Pushing stiffly to her feet, Salma turned to smile up at her. Holding out her hand, she spoke in Arabic, the language of her youth. “Ah, yes, now it is good. Come, my treasured child, let me help you undress.”
Mindlessly, Leila obeyed the familiar voice, lifting her hair to allow access to the fastenings of her gown. She stood, docile and numb, while well-remembered hands gently removed her clothing and twisted her hair into a pile atop her head, securing it there with jeweled clips and combs. Naked, she allowed herself to be taken by the hand and led to the edge of the bath.
“There, my sweet…gently…gently,” Salma crooned. “The water will sooth you…take away the pain.”
Leila gave her former nanny a puzzled look. Pain? What pain? Was Salma getting old? Losing her mind?
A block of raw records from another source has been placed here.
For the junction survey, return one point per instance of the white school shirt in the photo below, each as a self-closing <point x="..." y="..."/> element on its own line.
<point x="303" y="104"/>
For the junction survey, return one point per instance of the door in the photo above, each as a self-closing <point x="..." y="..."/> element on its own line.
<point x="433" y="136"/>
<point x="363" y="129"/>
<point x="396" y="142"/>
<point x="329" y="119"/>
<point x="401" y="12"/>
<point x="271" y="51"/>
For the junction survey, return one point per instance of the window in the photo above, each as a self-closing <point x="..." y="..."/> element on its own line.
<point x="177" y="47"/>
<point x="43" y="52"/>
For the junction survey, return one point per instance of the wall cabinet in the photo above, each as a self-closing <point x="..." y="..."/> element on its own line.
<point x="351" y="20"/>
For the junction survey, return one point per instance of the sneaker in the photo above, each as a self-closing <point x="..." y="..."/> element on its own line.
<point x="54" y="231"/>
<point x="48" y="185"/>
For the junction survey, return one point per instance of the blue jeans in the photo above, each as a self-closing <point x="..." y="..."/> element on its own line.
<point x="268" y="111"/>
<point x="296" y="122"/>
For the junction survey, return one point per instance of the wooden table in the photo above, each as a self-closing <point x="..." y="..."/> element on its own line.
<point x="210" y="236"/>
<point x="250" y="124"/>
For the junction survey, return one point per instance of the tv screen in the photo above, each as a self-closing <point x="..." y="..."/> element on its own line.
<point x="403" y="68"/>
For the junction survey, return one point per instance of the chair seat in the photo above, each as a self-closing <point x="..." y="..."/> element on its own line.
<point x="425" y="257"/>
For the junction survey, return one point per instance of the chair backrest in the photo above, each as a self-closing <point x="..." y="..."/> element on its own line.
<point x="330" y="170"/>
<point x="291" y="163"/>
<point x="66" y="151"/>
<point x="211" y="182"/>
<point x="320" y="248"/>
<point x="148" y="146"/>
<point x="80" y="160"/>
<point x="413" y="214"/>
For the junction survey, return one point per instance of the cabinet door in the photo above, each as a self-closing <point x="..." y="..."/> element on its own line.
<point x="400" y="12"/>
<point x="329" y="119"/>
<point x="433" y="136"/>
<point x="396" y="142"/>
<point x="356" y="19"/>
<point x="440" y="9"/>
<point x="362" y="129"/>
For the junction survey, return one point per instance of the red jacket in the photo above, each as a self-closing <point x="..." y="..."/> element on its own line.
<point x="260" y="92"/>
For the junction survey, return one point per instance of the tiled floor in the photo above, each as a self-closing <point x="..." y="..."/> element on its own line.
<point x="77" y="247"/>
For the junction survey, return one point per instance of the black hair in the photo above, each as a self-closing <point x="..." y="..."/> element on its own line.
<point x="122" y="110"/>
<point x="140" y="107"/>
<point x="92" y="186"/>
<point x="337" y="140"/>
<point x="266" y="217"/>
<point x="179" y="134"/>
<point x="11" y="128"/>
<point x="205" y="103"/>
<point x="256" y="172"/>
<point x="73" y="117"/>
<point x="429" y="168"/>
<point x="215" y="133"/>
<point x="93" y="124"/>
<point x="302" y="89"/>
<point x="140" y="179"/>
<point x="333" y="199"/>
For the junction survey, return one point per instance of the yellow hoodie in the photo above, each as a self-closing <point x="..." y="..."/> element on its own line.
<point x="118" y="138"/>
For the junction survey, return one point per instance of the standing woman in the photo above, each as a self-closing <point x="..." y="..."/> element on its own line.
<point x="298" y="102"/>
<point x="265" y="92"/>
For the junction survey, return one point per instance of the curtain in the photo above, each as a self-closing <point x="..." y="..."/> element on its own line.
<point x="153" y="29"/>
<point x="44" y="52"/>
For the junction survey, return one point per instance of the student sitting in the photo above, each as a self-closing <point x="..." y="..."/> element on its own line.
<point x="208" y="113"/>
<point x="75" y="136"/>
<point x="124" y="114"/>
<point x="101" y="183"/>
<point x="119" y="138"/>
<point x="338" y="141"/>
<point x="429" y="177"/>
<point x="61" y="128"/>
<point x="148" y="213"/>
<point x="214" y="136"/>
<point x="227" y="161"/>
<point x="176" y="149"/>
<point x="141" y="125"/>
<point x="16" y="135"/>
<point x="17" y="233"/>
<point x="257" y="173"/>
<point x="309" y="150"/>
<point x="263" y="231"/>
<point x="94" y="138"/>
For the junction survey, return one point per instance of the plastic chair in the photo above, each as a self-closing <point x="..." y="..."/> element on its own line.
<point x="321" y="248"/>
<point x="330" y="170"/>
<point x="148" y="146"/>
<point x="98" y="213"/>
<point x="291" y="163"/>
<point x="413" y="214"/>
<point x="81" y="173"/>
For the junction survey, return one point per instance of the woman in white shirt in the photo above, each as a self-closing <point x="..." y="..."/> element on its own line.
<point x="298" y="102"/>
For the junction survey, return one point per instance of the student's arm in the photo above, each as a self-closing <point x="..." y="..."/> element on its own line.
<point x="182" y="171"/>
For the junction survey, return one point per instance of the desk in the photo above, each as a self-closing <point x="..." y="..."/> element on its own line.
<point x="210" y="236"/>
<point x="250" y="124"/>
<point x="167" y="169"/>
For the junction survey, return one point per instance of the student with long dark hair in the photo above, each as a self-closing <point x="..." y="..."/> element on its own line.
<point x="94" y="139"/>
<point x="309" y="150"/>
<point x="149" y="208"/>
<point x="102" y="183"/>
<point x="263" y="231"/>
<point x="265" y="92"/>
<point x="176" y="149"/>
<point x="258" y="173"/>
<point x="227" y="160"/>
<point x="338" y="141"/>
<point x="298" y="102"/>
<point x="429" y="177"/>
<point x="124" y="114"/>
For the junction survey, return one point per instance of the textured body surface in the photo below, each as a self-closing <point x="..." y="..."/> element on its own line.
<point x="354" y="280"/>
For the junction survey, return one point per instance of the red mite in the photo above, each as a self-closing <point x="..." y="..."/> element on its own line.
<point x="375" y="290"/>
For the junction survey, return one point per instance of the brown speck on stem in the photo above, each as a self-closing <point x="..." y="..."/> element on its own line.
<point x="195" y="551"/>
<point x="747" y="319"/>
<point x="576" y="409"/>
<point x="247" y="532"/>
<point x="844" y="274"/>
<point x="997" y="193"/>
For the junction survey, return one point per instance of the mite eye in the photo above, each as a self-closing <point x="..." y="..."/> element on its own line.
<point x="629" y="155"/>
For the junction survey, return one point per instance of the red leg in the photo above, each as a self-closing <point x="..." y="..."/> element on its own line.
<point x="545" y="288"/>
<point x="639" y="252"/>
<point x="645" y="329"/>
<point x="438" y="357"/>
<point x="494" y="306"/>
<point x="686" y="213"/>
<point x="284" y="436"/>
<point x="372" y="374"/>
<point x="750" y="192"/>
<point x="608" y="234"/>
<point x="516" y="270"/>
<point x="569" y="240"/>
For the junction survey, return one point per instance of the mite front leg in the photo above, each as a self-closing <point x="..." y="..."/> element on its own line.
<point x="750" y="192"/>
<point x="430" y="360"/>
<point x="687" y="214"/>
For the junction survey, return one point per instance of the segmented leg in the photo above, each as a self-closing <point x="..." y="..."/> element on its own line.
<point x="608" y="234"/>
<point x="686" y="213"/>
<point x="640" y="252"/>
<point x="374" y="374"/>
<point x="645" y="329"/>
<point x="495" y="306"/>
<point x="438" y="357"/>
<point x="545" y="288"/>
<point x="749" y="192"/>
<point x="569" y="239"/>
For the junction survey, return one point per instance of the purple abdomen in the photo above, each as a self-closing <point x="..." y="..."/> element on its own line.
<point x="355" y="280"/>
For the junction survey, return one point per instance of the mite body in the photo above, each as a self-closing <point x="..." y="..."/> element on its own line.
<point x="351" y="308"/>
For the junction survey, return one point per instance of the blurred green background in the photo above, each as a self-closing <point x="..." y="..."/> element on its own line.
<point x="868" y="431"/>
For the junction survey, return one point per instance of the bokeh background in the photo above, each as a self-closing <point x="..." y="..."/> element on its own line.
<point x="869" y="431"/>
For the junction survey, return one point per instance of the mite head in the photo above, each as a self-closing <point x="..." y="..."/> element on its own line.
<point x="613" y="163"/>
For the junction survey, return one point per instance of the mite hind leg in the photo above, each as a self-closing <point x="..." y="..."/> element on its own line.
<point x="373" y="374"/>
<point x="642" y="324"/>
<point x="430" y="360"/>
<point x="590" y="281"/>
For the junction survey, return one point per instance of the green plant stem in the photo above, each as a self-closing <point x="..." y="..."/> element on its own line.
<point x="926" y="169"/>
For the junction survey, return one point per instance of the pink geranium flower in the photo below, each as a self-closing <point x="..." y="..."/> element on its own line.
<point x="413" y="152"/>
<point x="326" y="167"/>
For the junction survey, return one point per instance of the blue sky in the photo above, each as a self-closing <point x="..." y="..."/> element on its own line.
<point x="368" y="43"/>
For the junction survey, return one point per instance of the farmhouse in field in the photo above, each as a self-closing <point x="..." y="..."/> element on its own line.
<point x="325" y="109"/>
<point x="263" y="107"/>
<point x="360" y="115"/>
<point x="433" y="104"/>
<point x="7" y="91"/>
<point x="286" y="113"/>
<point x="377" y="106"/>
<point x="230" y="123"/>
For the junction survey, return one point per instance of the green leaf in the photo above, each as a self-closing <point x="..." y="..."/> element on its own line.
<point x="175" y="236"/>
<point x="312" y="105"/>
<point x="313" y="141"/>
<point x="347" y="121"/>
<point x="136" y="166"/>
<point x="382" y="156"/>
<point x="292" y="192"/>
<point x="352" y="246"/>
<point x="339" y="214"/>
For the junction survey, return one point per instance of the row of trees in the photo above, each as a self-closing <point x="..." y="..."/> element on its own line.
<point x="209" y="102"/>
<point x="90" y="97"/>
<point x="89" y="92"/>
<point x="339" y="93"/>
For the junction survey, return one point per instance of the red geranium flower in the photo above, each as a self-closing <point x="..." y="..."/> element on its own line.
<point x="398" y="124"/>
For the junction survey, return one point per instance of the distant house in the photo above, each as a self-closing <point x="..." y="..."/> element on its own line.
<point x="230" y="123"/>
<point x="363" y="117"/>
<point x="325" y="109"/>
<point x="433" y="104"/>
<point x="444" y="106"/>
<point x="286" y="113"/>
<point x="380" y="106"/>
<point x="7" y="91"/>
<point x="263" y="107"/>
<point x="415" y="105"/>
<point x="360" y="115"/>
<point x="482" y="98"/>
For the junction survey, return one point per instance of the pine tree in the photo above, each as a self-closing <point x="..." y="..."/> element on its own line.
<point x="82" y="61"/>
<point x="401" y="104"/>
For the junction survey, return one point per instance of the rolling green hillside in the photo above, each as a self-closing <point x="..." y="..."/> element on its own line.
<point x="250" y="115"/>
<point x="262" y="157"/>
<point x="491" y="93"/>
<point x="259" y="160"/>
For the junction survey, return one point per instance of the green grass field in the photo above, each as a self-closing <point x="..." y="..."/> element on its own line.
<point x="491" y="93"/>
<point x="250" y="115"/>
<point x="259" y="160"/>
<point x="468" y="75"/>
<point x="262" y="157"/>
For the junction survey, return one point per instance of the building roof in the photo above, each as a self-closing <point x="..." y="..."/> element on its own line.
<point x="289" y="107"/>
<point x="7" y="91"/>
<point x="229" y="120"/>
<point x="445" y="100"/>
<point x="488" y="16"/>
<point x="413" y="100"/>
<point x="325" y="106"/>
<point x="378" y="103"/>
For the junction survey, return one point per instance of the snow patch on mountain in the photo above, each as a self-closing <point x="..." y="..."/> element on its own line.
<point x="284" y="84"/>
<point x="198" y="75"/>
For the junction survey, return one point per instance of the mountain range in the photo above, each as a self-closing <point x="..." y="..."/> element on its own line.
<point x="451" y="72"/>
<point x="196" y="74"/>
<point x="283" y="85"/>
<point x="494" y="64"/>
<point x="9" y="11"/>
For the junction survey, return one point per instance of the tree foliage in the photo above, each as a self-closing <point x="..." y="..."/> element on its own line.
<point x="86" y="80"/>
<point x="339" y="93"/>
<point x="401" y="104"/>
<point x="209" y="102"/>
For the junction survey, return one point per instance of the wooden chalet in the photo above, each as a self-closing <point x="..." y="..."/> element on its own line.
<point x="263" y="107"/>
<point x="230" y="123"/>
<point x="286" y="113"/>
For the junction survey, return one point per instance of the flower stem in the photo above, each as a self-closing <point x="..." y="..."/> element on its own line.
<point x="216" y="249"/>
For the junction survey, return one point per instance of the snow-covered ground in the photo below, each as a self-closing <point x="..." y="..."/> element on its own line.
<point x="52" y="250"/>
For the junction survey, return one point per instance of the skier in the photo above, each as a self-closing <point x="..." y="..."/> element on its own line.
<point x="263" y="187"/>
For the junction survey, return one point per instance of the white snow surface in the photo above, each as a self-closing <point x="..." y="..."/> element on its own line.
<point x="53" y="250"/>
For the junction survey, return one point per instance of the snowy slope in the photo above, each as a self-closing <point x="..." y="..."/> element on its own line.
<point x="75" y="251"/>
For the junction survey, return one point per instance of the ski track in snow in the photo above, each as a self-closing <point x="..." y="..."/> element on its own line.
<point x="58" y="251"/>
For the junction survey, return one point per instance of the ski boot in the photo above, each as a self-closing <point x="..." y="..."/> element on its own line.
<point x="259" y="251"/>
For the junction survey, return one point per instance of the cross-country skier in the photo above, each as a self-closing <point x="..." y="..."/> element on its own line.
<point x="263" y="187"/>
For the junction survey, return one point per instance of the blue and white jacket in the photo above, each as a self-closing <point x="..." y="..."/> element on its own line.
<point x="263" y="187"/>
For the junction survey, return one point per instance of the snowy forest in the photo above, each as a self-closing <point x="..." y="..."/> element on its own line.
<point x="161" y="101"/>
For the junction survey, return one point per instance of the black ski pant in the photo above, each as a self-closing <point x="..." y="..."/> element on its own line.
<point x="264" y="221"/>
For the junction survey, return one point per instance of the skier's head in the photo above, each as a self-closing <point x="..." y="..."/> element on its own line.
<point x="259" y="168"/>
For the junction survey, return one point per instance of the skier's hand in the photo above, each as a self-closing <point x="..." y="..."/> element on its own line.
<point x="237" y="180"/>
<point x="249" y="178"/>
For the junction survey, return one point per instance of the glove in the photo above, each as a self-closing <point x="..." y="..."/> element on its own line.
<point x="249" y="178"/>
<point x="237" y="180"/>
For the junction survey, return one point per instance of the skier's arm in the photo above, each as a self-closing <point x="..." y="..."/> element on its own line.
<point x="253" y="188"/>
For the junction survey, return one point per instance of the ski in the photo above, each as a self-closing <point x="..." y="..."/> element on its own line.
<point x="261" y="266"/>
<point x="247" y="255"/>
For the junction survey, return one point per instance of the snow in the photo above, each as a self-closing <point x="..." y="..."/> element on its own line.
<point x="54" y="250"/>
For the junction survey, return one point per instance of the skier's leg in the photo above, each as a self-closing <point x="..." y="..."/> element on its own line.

The pain she felt was all inside, deep in her heart, and it would take much more than a hot bubble bath to make it go away.
“Thank you,” she murmured as she lowered herself into the fragrant suds, for she had been taught never to take loyal servants for granted. “This does feel good.” Closing her eyes, she lay back with a sigh and stretched herself languidly, like a sleepy cat. How good it felt to relax, after such a tumultuous day. How good it would be if she could simply go to sleep right here, and not have to think…
“Princess? Are you—”
There was concern, and something else—embarrassment, perhaps?—in Salma’s voice. Leila opened her eyes. “Yes, Salma, what is it?”
The servant’s round face was flushed, and her eyes glistened with kindness. “Princess, I have some oil—it is very soothing. When you have finished—”
“Oil?” Leila frowned. “What kind of oil? What for?”
Salma touched Leila’s cheek with gentle fingers. “My little one…it is normal for a woman to have pain, the first time she…is with a man. But after a hot bath…the soothing oil…it goes away quickly—” She stopped, for Leila was shaking her head wildly. She continued in distress, “Princess, it is all right—” But Leila went on shaking her head, and brushing aside Salma’s anxious fingers, covered her face with her hands.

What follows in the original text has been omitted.